The Council’s conclusions, following the “very busy and very important” Foreign Affairs Council, indicate that the EU is attempting to stand firm in a geopolitical storm despite the recent controversies.

The FAC occupied itself primarily with two burning issues: the future EU-Russia relations, and the trajectory of the Union’s cooperation with the United States. The Foreign Ministers likewise took stock of the current situation in Myanmar after the military coup d’état, Iran’s perceptions of the JCPOA since the about-turn in the US administration, and acknowledged the possibility of adopting a fourth set of measures in the case of Belarus.

The Foreign Affairs Ministers were eager to hear suggestions from the High Representative, Josep Borrell, regarding the EU’s next steps vis-à-vis Russia following his trip to Moscow. The outcome of the visit considerably amplified the voices of the trip’s critics and stressed the urgency to deal with what the EU Global Strategy called the “strategic challenge” of the east that is currently “drifting away from Europe.”

Although making ground-breaking foreign policy decisions is a difficult task, especially with Russia employing the well-known “divide and rule” approach, the recent dealings with Moscow have shown that being a bystander is much harder.

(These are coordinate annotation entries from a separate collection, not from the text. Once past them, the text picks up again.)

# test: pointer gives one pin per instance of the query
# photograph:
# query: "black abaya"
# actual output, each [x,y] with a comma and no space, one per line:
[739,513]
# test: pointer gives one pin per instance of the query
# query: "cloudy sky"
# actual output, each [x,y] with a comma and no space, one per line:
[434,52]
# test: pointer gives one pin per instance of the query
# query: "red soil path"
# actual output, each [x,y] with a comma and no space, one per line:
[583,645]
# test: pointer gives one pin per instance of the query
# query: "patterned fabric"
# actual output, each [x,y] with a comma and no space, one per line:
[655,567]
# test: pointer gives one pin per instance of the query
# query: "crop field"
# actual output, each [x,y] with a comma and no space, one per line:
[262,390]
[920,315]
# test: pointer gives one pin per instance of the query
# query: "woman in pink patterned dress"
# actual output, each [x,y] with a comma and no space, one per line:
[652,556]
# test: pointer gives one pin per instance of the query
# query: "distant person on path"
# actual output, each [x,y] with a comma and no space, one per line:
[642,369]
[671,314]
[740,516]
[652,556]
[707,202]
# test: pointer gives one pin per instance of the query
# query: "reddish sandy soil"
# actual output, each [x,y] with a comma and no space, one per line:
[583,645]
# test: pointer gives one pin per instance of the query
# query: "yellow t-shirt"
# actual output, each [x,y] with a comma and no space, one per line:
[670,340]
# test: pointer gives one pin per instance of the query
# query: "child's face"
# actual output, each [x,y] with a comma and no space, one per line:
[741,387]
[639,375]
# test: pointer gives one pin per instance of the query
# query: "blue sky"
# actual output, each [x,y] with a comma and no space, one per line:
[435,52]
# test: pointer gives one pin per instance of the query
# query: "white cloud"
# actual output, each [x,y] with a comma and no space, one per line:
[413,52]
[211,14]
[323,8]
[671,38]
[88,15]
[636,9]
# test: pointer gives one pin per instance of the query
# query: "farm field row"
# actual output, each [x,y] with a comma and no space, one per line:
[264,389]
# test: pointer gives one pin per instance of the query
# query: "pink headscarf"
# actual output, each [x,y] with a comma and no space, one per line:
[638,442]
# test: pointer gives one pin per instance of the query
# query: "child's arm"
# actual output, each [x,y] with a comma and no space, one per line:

At the end, the HR/VP announced the unanimous agreement amongst the EU27 to begin drafting the proposal to impose restrictive measures against individuals directly responsible for Navalny’s persecution. In fact, on the basis of the High Representative’s proposal, the EU might impose these under the umbrella of the so-called European Magnitsky Act, while still attempting to engage Russia in constructive dialogue. This will allow the EU to target both state and non-state actors involved with greater precision.

The other highlight of the videoconference of the EU Foreign Ministers was the symbolic virtual presence of the newly appointed US State Secretary, Antony Blinken. The ‘transatlantic dimension’ of FAC not only supported the EU’s new strategy on multilateralism but gave weight to President Joe Biden’s words that “America is back.“ There was an exchange of views on EU-US cooperation regarding converging foreign policy issues such as Iran, China, and the European near neighbourhood.

The debate with Secretary Blinken fell neatly into the EU’s overarching plan to support multilateral diplomacy with the recently published new strategy to strengthen the multilateral international order. In this document, the EU has defined strategic priorities on issues no country can face alone. These are the following: Peace, Security, Human rights, the Rule of Law, Sustainable development, Public health, and Climate Action. The EU intends to push forward cooperative solutions to “build back better” and base its efforts on a more interest-based approach while “making use of all the instruments at its disposal.”

The “fit for purpose” agenda clearly states the aim to foster multilateral inter-state and inter-institutional cooperation. Given the fact that the number of permanent seats for the EU members at the UN Security Council will soon decrease to two post-Brexit, it sees the necessity to form new alliances in order not only to remain relevant on the world stage but, also to include the third countries in “non-traditional” partnerships to learn the “rules” of such an inclusive multilateral game. Note that this came just days before the United States officially re-joined the Paris Climate Agreement.

In order for this to yield the desired long-term results, the Member States must bite the bullet and utilise the politics of scale of all 27 nations to show its “collective Team Europe strength.” After all, this new strategy is a good start that provides positive momentum for the EU to be more ambitious in the Common Foreign and Security Policy, but so were many before.

Contrary to popular opinion, when EU diplomacy rests, the world does not. And, while the FAC reflected a rather cooperative spirit, the question of what the EU wants to and is able to achieve on its own – as well as a part of a highly interconnected environment – remains relevant one crisis after another.

If the criteria for the EU as a superpower rested solely on the geographical focus of the FAC’s agenda, contemplating whether there is a gap between capabilities and expectations would no longer be relevant. While the meeting gave the impression that the EU is slowly beginning to choose the path of proactiveness instead of ex-post responses, one needs to be realistic when assessing the EU’s capacity to respond to international crises that occur on the Union’s doorstep.

As the new strategy says, the EU “must step up its leadership.”